The James Webb Space Telescope (JWST) has accomplished a remarkable feat by capturing images of all four giant planets in our Solar System: Jupiter, Saturn, Uranus, and Neptune. The telescope's observations in the near- and mid-infrared range have provided stunning views of these celestial bodies.
The recent observations of Saturn, taken on June 25, 2023, have been processed to reveal the planet's majestic rings, gleaming in golden hues against the backdrop of darkness. In contrast, Saturn's disk appears dark and relatively featureless, devoid of its characteristic cloud bands.
For Saturn, the observations were designed to dim the planet's light while highlighting the brightness of its rings and moons. This approach allows researchers to study the rings and potentially discover new structures or moons. The image of Saturn captured by JWST showcases three of its moons—Dione, Enceladus, and Tethys—positioned to the left of the planet.

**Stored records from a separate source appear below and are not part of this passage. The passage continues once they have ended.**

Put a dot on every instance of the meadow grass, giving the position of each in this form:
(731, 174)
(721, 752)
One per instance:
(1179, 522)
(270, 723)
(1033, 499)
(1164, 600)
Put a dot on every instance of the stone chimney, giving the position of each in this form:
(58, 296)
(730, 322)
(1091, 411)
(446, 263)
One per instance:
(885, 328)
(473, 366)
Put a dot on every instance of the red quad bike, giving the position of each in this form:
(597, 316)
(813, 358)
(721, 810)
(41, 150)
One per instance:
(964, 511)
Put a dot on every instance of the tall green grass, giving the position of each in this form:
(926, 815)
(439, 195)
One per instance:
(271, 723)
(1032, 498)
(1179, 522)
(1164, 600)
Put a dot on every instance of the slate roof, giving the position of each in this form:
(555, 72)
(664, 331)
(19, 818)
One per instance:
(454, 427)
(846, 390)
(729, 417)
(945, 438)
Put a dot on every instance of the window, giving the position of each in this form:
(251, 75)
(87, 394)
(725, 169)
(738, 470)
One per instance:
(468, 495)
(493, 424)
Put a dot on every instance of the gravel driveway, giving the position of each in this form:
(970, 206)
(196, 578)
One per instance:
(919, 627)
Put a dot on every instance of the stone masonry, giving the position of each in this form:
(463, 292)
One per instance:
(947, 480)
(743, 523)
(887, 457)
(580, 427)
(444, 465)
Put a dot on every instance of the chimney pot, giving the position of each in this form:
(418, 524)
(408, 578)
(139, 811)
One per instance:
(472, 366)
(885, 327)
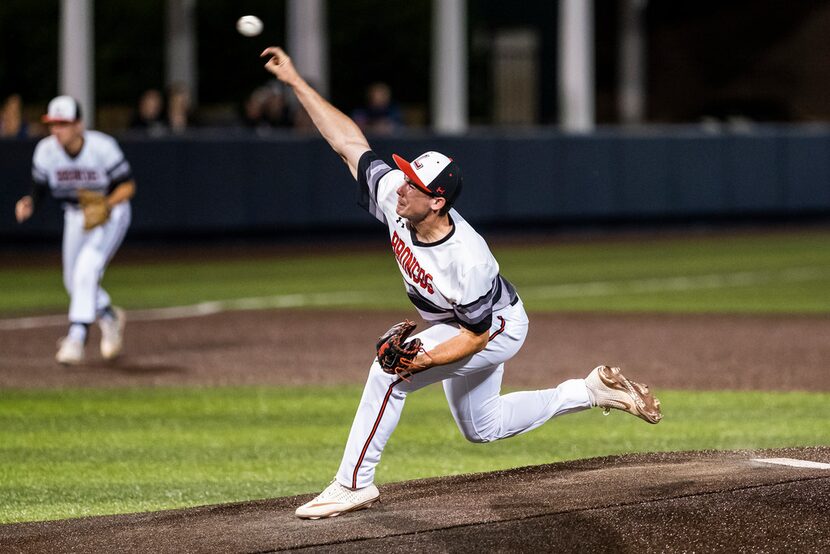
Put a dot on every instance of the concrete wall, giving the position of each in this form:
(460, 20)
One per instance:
(232, 185)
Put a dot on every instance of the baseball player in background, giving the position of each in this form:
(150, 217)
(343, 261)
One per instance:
(477, 320)
(87, 172)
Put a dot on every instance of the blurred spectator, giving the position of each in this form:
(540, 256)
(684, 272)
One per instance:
(12, 124)
(149, 115)
(276, 109)
(266, 109)
(381, 115)
(179, 109)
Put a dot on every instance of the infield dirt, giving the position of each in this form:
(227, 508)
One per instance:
(684, 502)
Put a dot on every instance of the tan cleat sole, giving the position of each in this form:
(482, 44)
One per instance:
(635, 399)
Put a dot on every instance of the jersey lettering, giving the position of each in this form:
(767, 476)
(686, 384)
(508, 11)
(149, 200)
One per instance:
(409, 264)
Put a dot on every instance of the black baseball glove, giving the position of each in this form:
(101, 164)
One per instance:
(395, 353)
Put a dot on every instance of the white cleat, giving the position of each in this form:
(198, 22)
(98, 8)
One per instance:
(112, 334)
(336, 500)
(611, 389)
(70, 351)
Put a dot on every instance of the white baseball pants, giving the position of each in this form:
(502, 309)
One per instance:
(472, 387)
(85, 257)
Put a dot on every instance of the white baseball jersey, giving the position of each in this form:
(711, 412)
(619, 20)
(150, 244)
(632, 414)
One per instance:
(453, 282)
(99, 166)
(454, 279)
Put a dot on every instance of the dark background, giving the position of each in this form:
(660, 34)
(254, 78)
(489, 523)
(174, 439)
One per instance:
(761, 60)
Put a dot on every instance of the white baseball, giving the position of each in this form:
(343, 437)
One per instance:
(249, 25)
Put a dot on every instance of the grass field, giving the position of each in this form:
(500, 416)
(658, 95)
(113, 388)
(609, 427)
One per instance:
(84, 452)
(787, 273)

Jupiter was the first gas giant to be observed by JWST, unveiling its turbulent clouds, storms, and enigmatic features such as the permanent aurorae at its poles and its faint rings. The telescope also captured two of Jupiter's lesser-known moons, Amalthea and Adrastea, against a backdrop of distant galaxies.

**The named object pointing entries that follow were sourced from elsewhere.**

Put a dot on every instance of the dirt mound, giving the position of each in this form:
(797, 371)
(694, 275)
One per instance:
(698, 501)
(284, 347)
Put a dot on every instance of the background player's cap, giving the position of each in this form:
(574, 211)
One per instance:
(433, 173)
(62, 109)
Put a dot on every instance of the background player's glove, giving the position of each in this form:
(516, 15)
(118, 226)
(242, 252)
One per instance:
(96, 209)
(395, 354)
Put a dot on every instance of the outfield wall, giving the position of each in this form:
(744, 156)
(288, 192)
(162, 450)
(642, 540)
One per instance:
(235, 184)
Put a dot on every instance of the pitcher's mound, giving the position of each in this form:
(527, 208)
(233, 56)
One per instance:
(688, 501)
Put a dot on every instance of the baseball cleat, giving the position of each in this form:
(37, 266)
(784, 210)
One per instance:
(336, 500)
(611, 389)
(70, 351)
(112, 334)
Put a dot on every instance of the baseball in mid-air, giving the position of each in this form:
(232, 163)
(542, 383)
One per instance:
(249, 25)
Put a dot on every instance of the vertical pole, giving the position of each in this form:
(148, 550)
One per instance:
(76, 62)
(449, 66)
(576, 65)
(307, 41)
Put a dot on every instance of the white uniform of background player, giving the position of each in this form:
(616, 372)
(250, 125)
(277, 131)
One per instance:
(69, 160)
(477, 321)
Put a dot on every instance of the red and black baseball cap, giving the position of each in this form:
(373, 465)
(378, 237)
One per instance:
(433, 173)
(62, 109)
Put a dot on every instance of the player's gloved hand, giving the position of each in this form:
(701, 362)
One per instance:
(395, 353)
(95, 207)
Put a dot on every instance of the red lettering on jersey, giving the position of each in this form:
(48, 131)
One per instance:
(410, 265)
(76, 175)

Neptune, often overlooked due to its great distance from Earth, received renewed attention through JWST's observations. The telescope provided the first infrared view of Neptune's delicate rings in over 30 years, as well as revealing seven of its known moons and distinct bright spots in its atmosphere.
Uranus, with its peculiar characteristics and sideways tilt, presented a mystery for astronomers. JWST's observations uncovered 11 of the 13 structures comprising Uranus' extraordinary ring system and detected an unexplained atmospheric brightening over its polar cap.